By Allison Garrett, Senior Vice President for Academic Affairs at Oklahoma Christian University





Tuesday, July 11, 2006

Springloading Options: Insider Trading?

After SEC Commissioner Atkins opined recently that springloading options is not insider trading, the audience of corporate governance experts disagreed by a large majority. Here's a link to the survey (http://blog.issproxy.com/2006/07/icgn_discussion_on_springloadi.html).

Here's my take on this admittedly fuzzy issue. Insider trading is illegal because of the imbalance in knowledge of the counterparties. In a typical transaction, we don't know exactly whom the counterparties are because the transaction occurs on a stock exchange. Nevertheless, when someone with material non-public information trades, this is inherently unfair to others in the market at the same time.

With respect to a grant of options and the eventual exercise of those options, the company is the counterparty. Presumably the company has all of the material non-public information that optionees have. Where two insiders having equal information engage in a transaction, there may have been insider trading in a technical sense on both sides because both have engaged in a transaction while in possession of material, non-public information.
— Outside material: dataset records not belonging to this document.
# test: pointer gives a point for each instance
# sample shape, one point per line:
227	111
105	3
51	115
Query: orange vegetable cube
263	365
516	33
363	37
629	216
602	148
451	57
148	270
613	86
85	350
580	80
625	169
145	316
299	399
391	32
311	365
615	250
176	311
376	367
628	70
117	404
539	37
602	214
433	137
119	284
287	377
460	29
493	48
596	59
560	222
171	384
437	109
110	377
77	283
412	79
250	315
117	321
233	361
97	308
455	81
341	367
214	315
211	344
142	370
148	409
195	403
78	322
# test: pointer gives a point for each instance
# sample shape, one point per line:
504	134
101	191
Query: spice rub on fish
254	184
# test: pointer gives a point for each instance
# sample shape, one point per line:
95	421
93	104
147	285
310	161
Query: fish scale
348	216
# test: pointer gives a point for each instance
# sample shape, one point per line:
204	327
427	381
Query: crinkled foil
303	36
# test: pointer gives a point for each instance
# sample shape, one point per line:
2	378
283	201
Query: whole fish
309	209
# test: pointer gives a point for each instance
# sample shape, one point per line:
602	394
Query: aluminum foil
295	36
At the time of the option grant, though, investors in the market are trading in the company's securities. Springloading is a form of hidden compensation for the executive because options are granted while good news is delayed. Thus, the executive has acquired securities -- albeit in the form of options -- while in possession of material, non-public good news.
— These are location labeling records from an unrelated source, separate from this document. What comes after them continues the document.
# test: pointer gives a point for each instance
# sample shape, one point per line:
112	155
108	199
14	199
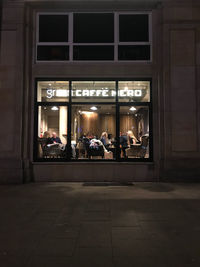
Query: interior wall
128	122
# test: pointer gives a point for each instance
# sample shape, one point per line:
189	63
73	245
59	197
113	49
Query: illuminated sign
93	93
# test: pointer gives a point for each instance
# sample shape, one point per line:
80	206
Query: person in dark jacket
55	139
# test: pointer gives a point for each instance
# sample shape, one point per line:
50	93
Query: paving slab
76	224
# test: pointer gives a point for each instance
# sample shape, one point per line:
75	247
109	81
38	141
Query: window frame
69	105
116	42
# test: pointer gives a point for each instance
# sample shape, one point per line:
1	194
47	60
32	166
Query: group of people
106	141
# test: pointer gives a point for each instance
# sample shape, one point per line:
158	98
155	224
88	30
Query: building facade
99	91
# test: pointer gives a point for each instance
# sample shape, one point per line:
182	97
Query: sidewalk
75	225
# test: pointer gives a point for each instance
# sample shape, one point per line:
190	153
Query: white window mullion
116	35
70	36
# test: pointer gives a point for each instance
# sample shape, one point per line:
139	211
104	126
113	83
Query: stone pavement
75	225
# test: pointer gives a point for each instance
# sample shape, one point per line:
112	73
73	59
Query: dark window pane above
133	28
98	52
93	28
134	52
53	28
56	53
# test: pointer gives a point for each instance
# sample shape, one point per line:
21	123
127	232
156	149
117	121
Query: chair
138	150
95	152
50	151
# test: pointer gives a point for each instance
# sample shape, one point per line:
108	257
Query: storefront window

The insider trading theory is a little messy because it previously has not been applied in this sort of situation. Fraud might be an easier theory to apply. The theory is that shareholders should have been informed of the practice. Information about such a practice is the type of compensation information that should be disclosed by a company in its proxy statement each year. It is arguably material because a shareholder considering whether to buy, sell or hold securities might believe that the practice reflects an unethical "tone at the top." In the case of springloading, corporate executives might delay the release of good news or hastily grant options prior to the release of the good news in order to build in appreciation over the strike price.